Porque é que vender exatamente ao preço de compra perde metade do meu capital?
Porque os custos de transação se calculam sobre o ativo inteiro e se pagam da sua fatia dele. Numa compra de 300 000 € com 20 % de entrada, os 8 % de custos de compra são 24 000 € e os 6 % de venda 18 000 €, pelo que 42 000 € de atrito se opõem a 60 000 € de entrada antes de o mercado se ter mexido. Venda ao preço de compra: entram 282 000 €, 240 000 € vão para o credor, e saem 42 000 € dos 84 000 € comprometidos. A forma geral é que os custos, tal como os ganhos, são multiplicados pelo inverso da fração de entrada — daí que a mesma ida e volta numa compra a pronto perca 12,96 % dos 324 000 € comprometidos e não 50.
Que taxa de crescimento devo pôr na calculadora?
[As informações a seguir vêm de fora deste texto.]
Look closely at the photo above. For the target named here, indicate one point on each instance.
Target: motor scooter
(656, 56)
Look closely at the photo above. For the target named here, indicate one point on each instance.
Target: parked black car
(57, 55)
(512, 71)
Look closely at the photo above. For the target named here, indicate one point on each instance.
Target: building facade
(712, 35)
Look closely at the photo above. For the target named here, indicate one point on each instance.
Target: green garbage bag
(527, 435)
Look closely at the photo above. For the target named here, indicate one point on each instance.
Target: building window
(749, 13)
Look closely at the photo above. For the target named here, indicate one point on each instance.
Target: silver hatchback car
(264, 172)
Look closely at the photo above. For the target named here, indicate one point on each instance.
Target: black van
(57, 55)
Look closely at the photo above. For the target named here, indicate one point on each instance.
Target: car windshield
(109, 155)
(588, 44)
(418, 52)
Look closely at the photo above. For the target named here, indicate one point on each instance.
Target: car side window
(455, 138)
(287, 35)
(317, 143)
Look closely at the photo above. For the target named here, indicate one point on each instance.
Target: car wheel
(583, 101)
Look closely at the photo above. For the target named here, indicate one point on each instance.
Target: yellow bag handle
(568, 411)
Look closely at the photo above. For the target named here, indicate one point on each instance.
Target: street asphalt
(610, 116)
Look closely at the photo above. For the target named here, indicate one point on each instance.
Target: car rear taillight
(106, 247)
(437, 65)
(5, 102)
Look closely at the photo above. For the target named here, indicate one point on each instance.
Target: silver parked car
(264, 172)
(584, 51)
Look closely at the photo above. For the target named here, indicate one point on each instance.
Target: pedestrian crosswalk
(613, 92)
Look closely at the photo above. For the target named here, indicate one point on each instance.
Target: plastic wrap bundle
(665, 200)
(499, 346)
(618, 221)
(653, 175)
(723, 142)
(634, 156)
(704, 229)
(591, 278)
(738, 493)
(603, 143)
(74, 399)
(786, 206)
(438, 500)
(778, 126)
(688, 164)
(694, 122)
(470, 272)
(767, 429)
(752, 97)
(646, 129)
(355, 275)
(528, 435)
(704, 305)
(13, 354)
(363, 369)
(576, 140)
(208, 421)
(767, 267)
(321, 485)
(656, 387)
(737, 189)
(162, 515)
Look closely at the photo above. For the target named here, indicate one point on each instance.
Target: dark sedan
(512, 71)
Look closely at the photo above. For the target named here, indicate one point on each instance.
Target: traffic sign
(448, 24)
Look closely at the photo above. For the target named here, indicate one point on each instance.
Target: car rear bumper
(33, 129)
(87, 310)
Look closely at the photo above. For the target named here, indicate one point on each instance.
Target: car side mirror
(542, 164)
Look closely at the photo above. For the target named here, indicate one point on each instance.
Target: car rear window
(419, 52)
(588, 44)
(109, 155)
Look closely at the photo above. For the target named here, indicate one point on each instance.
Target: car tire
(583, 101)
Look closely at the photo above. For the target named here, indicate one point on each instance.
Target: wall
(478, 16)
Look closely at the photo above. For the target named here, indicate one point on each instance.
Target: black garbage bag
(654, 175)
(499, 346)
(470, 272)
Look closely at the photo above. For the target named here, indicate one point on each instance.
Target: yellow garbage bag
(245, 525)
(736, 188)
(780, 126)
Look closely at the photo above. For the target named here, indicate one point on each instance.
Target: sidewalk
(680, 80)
Três, uma de cada vez. Ponha zero, para ver o aspeto da operação só com as deduções. Ponha depois o número central que consiga defender a partir de uma série publicada e deflacionada do seu próprio país — o instituto nacional de estatística e as séries imobiliárias do banco central ou do BIS são os sítios citáveis onde encontrar um. Ponha a seguir uma queda da dimensão que o seu mercado realmente já viveu, que essas mesmas fontes lhe mostrarão. Se a compra só funcionar no terceiro caso, não está a comprar uma casa, está a tomar uma posição alavancada sobre um índice de preços, e a aritmética deste artigo diz exatamente o que isso custa quando vira ao contrário.